"'Tis now the dead of night," and I will go
To where the brook soft murmuring glides along
In the still wood; yet does the plaintive song
Of Philomela through the welkin flow;
And while pale Cynthia carelessly doth throw
Her dewy beams the verdant boughs among,
Will sit beneath some spreading oak tree strong,
And intermingle with the streams my woe!
Hush'd in deep silence every gentle breeze;
No mortal breath disturbs the awful gloom;
Cold, chilling dewdrops trickle down the trees,
And every flower withholds its rich perfume:
'Tis sorrow leads me to that sacred ground
Where Henry moulders in a sleep profound!
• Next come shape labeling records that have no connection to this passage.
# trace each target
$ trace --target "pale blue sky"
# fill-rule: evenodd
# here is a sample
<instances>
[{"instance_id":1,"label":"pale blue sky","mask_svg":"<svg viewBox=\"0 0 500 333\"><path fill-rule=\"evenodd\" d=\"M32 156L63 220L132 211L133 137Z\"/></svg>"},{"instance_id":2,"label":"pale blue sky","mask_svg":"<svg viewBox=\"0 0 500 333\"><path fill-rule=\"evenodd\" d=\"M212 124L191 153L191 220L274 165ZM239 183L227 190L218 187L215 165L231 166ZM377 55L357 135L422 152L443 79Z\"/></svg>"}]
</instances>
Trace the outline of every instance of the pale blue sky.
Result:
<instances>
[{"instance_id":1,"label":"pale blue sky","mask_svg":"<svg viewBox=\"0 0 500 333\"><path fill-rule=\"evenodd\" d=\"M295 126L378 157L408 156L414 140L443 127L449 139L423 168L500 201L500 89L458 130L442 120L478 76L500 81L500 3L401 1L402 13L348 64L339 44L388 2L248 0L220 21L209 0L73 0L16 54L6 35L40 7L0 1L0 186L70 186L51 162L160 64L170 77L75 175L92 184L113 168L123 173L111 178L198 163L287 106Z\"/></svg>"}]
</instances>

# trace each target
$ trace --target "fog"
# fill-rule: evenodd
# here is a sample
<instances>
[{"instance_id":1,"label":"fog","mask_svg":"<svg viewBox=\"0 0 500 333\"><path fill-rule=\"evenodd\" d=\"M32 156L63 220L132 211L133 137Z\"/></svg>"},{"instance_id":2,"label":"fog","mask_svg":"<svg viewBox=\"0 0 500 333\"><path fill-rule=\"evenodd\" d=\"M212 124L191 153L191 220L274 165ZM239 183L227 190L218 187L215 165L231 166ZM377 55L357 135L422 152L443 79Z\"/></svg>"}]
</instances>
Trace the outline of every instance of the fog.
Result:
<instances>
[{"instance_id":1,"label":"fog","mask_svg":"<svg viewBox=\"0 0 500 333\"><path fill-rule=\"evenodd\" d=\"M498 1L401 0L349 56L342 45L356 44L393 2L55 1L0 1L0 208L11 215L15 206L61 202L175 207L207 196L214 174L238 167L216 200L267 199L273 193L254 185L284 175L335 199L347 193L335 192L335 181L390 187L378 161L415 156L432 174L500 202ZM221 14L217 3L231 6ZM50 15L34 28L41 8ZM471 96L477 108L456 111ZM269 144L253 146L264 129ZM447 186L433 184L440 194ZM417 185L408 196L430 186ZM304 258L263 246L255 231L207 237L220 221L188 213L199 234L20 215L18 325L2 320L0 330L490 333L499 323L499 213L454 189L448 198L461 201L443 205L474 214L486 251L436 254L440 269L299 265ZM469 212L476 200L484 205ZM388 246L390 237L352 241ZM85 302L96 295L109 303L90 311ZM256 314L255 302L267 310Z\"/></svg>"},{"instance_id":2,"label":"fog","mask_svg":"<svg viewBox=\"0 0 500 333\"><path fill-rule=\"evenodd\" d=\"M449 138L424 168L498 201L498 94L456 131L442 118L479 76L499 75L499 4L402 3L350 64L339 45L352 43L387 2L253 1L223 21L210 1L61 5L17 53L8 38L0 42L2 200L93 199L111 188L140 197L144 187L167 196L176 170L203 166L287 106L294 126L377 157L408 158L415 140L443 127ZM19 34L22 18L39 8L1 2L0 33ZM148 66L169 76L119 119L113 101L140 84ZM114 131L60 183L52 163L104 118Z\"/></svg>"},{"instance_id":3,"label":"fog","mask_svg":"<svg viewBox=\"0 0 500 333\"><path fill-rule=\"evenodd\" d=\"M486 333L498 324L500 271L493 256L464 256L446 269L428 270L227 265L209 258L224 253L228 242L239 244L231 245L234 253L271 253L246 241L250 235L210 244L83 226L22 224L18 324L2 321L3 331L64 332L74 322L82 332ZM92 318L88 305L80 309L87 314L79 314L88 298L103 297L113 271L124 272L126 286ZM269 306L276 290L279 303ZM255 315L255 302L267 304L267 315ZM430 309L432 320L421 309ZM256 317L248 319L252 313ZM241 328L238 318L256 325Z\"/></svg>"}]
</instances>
LINES ON THE DEATH OF HENRY KIRKE WHITE.
LATE OF ST. JOHN'S COLLEGE, CAMBRIDGE.
Sorrows are mine—then let me joys evade.
And seek for sympathies in this lone shade.
The glooms of death fall heavy on my heart,
And, between life and me, a truce impart.
Genius has vanish'd in its opening bloom,
And youth and beauty wither in the tomb!
Thought, ever prompt to lend the inquiring eye,
Pursues thy spirit through futurity.
Does thy aspiring mind new powers essay,
Or in suspended being wait the day,
When earth shall fall before the awful train
Of Heaven and Virtue's everlasting reign?
May goodness, which thy heart did once enthrone,
Emit one ray to meliorate my own!
And for thy sake, when time affliction calm,
Science shall please, and poesie shall charm.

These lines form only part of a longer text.